Attributes Validated

Level Attribute Unit
Building min_height, max_height m
Roof surface surface_area, tilt, azimuth m², °, °
Wall surface surface_area
Ground surface surface_area

Datasets

The May 2026 validation runs cover entire municipalities with no sample limit (VALIDATION_LIMIT unset).

Building parts

City2TABULA counts BuildingParts as separate buildings. The building count in the table reflects distinct entries in the feature table, which may exceed the number of top-level Building elements in the source file.

Dataset Country LoD Buildings Source License Tilt stored at
Deggendorf Germany LoD2 125,991 BayernAtlas CC BY 4.0 Surface level
Freiburg Germany LoD2 130,191 Geodatenkatalog der Stadt Freiburg im Breisgau dl-de/by-2.0 — Datengrundlage: Stadt Freiburg Building level
Vienna Austria LoD2.1 130,000 Stadt Wien – data.wien.gv.at CC BY 4.0 Surface level

Freiburg tilt and floor coverage

Baden-Württemberg stores Dachneigung at the Building/BuildingPart level — only ~64% of roof surfaces can be directly validated for tilt. More significantly, only 5.4% of GroundSurface features carry a thematic Flaeche (area) value (6,039 of 111,555), so floor area validation covers a small minority of the total floor population. Both are data provider conventions, not pipeline limitations.

Vienna dataset size

The full Vienna export contains 384,931 buildings.

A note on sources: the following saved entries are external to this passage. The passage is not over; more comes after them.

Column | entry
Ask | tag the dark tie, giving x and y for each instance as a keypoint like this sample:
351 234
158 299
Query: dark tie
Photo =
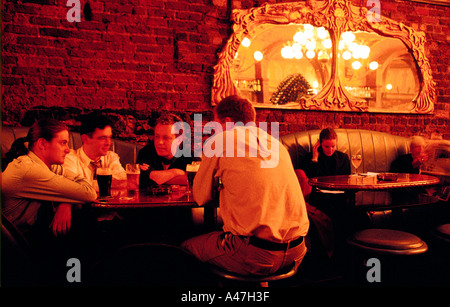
95 165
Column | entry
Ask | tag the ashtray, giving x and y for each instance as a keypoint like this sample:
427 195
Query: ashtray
387 177
160 190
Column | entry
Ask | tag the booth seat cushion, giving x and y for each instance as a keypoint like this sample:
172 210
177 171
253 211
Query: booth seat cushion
378 149
127 151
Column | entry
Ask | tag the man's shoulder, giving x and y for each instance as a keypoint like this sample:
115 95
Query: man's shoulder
341 154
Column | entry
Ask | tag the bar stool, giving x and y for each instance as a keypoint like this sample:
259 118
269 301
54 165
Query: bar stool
388 245
442 232
387 241
262 280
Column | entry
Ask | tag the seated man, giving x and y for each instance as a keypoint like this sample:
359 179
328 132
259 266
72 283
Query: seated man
325 160
262 206
411 162
158 163
96 135
37 197
37 178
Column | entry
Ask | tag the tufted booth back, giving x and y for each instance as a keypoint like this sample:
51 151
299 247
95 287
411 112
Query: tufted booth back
127 151
378 149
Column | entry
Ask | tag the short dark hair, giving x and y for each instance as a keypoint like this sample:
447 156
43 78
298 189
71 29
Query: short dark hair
93 121
45 128
167 119
237 108
327 134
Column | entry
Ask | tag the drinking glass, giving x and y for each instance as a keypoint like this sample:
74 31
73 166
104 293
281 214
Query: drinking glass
191 171
133 173
356 161
104 178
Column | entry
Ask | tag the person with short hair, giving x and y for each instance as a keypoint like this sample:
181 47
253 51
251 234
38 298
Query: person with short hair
263 210
412 161
37 177
158 164
324 159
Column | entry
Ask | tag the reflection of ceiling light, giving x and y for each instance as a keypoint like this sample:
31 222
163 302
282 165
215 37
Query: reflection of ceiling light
356 65
300 37
322 33
311 41
311 45
348 37
287 52
258 55
246 42
373 65
327 43
347 55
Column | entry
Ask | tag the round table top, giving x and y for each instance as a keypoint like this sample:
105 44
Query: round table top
371 182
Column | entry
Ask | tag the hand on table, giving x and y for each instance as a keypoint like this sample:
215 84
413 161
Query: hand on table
61 222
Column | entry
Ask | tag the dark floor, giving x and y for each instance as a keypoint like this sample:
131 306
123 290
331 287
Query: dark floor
152 258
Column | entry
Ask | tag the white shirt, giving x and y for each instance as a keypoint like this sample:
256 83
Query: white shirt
258 198
79 163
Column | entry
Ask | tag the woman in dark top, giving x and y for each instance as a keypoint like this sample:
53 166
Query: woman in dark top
411 162
325 160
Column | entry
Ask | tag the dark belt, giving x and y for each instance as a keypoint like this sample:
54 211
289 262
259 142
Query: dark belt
273 246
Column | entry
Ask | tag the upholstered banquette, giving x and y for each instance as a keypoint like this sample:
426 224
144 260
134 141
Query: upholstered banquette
378 149
127 151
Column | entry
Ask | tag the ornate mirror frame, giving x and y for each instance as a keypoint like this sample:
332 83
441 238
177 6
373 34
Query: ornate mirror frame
337 16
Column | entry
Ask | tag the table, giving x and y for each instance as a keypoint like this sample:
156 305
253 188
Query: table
121 198
370 182
350 184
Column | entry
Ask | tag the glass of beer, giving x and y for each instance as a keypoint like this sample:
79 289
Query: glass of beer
191 171
104 179
133 173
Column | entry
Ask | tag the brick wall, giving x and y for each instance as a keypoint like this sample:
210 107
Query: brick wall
153 55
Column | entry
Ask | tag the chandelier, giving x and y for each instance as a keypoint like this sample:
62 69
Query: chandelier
312 42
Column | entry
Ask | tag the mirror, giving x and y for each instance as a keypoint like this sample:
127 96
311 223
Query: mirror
379 70
280 71
282 56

The validation run processed a 130,000-building subset to match the scale of the other two datasets.


Setup

Requirements

cd city2tabula/validation
pip install -r requirements.txt

Environment

Create a .env file at city2tabula/.env:

DB_HOST=localhost
DB_PORT=5432
DB_NAME=c2t_deggendorf
DB_USER=postgres
DB_PASSWORD=your_password
COUNTRY=germany
# VALIDATION_LIMIT=10000   # omit for full-dataset runs

Running

Step 1 — (Optional) Flag Attached Buildings

python flag_attached_buildings.py --lod lod2 --tolerance 0.5

Tip

Run this before the notebook to enable the height accuracy split by has_attached_neighbour in Stage 3.5.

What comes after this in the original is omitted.